Research
You can also find my articles on my Google Scholar profile.
Reference bias analysis
Reference bias in sequence alignment is the case where reads with non-reference alleles fail to align correctly. As a result, the alignment is skewed toward the genotype of reference genome, which can affect the accuracy of downstream analysis.
Many alignment methods are developed to reduce reference bias. However, there is a lack of methods for analyzing reference bias. Hence, we developed biastools, a framework to measure, categorize, and visualize reference bias.
- biastools paper is published in Genome Biology (2024).
- biastools software is available on GitHub.
I also participated in the impute-first project. In which we used imputation to create a personalized reference genome before to sequence alignment, hence reduce reference bias, and achieve high variant calling accuracy in downstream analysis. I developed the workflow using LevioSAM2 to lift the alignment from personalized genome to a standard genome such as GRCh38 or T2T-CHM13. This workflow is an alternative to graph aligner when using impute-first framework. All the steps are in linear space and easy to operate.
- impute-first software is available on GitHub.
An example bias-by-allele-length plot from biastools with linear genome alignment, VG alignment with 1KGP graph genome, and impute-first workflow with LevioSAM2.
Profiling of adaptive immune receptor repertoire (AIRR)
Adaptive immune receptor repertoire (AIRR) is encoded by T cell receptor (TR) and immunoglobulin (IG) genes. Profiling these germline genes encoding AIRR (abbreviated as gAIRR) is important in understanding adaptive immune responses but is challenging due to the high genetic complexity. We developed gAIRR-suite to profile human TR and IG genes through public available personal phased assemblies and capture-based targeted sequencing genomic DNA.
- gAIRR-suite paper is published in Frontiers in Immunology (2022).
- gAIRR-suite software is available on GitHub.

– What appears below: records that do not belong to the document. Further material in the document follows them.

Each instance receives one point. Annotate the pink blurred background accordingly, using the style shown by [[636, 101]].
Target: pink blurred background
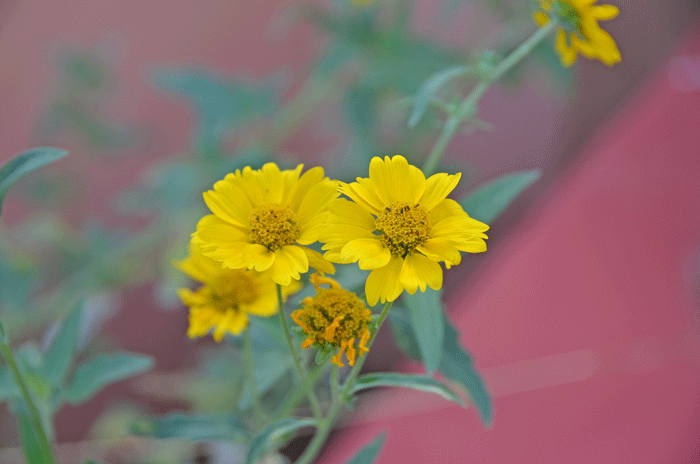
[[582, 315]]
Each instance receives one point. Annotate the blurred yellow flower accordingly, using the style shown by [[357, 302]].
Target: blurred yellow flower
[[334, 317], [263, 218], [579, 31], [400, 225], [227, 296]]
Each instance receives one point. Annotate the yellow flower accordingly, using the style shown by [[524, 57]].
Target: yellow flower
[[579, 32], [227, 296], [263, 218], [334, 317], [400, 225]]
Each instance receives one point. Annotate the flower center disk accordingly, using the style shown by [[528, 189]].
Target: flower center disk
[[403, 227], [231, 290], [273, 226]]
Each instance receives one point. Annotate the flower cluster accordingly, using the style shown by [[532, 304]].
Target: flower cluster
[[334, 317], [396, 223]]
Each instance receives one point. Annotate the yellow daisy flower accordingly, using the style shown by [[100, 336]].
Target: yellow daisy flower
[[400, 225], [227, 296], [580, 32], [334, 317], [263, 218]]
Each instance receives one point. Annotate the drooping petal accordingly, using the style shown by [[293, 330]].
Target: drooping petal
[[418, 271], [316, 200], [440, 249], [213, 231], [383, 283], [229, 203], [317, 261], [438, 186], [369, 252], [361, 193], [258, 257], [289, 262]]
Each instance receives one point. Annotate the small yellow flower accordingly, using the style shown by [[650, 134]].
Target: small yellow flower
[[400, 225], [334, 317], [580, 32], [227, 296], [264, 218]]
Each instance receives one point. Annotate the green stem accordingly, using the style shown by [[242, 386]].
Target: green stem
[[326, 425], [293, 398], [29, 402], [468, 108], [248, 353], [309, 391]]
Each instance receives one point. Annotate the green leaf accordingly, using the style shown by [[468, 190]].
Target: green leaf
[[457, 366], [426, 315], [430, 87], [24, 163], [403, 333], [103, 370], [275, 430], [60, 355], [31, 445], [370, 452], [487, 203], [416, 382], [191, 427]]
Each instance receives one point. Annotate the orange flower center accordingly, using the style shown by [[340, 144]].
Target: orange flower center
[[273, 226], [403, 227]]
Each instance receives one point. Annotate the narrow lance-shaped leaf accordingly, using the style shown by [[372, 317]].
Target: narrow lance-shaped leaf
[[416, 382], [191, 427], [31, 445], [457, 366], [426, 314], [369, 454], [430, 88], [490, 200], [275, 430], [60, 353], [103, 370], [24, 163]]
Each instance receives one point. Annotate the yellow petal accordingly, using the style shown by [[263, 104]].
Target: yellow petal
[[369, 252], [362, 193], [440, 249], [289, 262], [418, 271], [567, 54], [213, 231], [605, 12], [230, 256], [317, 261], [383, 283], [258, 257], [437, 188]]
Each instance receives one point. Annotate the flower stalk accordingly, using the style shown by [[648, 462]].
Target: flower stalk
[[313, 401], [467, 108]]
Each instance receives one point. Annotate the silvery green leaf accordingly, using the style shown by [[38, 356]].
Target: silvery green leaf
[[24, 163], [414, 381], [426, 314], [490, 200], [264, 439]]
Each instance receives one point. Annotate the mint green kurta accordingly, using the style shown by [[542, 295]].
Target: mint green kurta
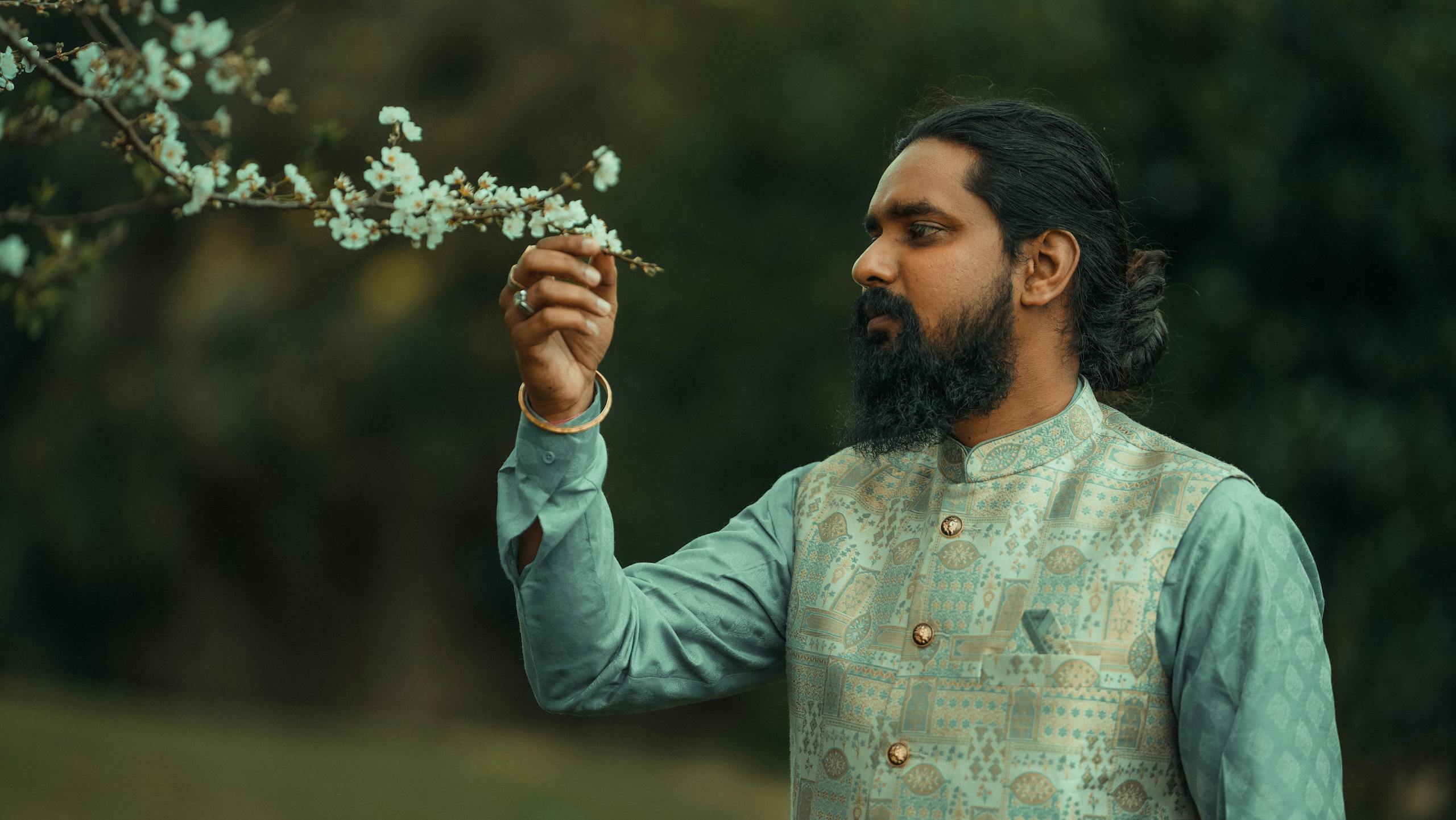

High-quality human genome assemblies derived from lymphoblastoid cell lines (LCLs) provide reference genomes and pangenomes for genomics studies. However, LCLs pose technical challenges for profiling immunoglobulin (IG) genes, as their IG loci contain a mixture of germline and somatically recombined haplotypes, making genotyping and assembly difficult with widely used frameworks. We developed IGLoo to analyzed the V(D)J recombination events in a LCL-based sequence data. We further reassemble the HPRC IG heavy chain (IGH) locus based on the recombination information. The reassembled IGH locus contains more IG genes and lower overall switching error rate comparing to original HPRC-v1 assemblies.
- IGLoo paper is published in Cell Reports Methods (2025)
- IGLoo software is available on GitHub.